Call to Action
The second transition, the call to action, clearly defines what you’re asking the audience to do. Successful persuasion leads to action, and it is important to clearly state exactly how you want the audience to take action. This step in the presentation gives the audience discrete tasks that will help bring the ideas you convey in your presentation to fruition. Once this line is crossed, the audience needs to decide if they are with you or not—so make it clear what needs to be accomplished.
Whether a presentation is political, corporate, or academic, the audience consists of four distinct types of people capable of taking action:
Doers, Suppliers, Influencers, and Innovators.

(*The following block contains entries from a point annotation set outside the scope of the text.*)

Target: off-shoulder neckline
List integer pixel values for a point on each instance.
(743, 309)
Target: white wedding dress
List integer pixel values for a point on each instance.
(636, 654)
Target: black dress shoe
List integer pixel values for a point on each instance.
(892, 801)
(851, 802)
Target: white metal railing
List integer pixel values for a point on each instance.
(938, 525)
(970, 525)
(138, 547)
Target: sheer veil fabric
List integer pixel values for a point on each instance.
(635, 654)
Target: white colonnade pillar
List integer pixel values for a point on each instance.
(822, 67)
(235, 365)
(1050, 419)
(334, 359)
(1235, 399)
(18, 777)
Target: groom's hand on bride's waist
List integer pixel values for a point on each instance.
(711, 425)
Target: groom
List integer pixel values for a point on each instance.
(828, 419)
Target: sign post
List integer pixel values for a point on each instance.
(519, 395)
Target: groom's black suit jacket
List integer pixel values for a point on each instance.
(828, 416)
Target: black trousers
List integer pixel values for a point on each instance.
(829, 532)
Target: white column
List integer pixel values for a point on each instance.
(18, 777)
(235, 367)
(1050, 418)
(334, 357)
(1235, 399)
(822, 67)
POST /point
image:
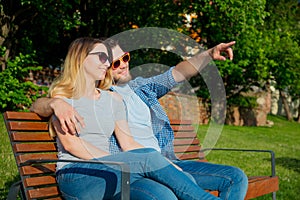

People have different temperaments, but all the audience members will have a tendency to prefer one type of action over another. Offering each audience member at least one action that suits their temperament lets them choose the action that makes them most comfortable. When they see ways to help that are appropriate to their type, it builds momentum and speeds the way to results. Virtually everybody in your audience will be able to effectively perform one of the four types of actions. A truly passionate revolutionary who supports the ideas you present could very possibly perform all four.
You can ask the audience to take more than one action per category—but make sure to identify actions that are simple, straightforward, and easily executed. The audience should be able to mentally connect their actions with a positive outcome for themselves, or for the greater good. Present all the necessary actions and make sure the most critical tasks for success are highlighted.
Many presentations end with the call to action; however, ending a presentation with a long to-do list for the audience is not inspirational. Neither is asking the audience to act on small, seemingly trivial tasks. So it’s important to follow up the call to action with a vivid picture of the potential reward.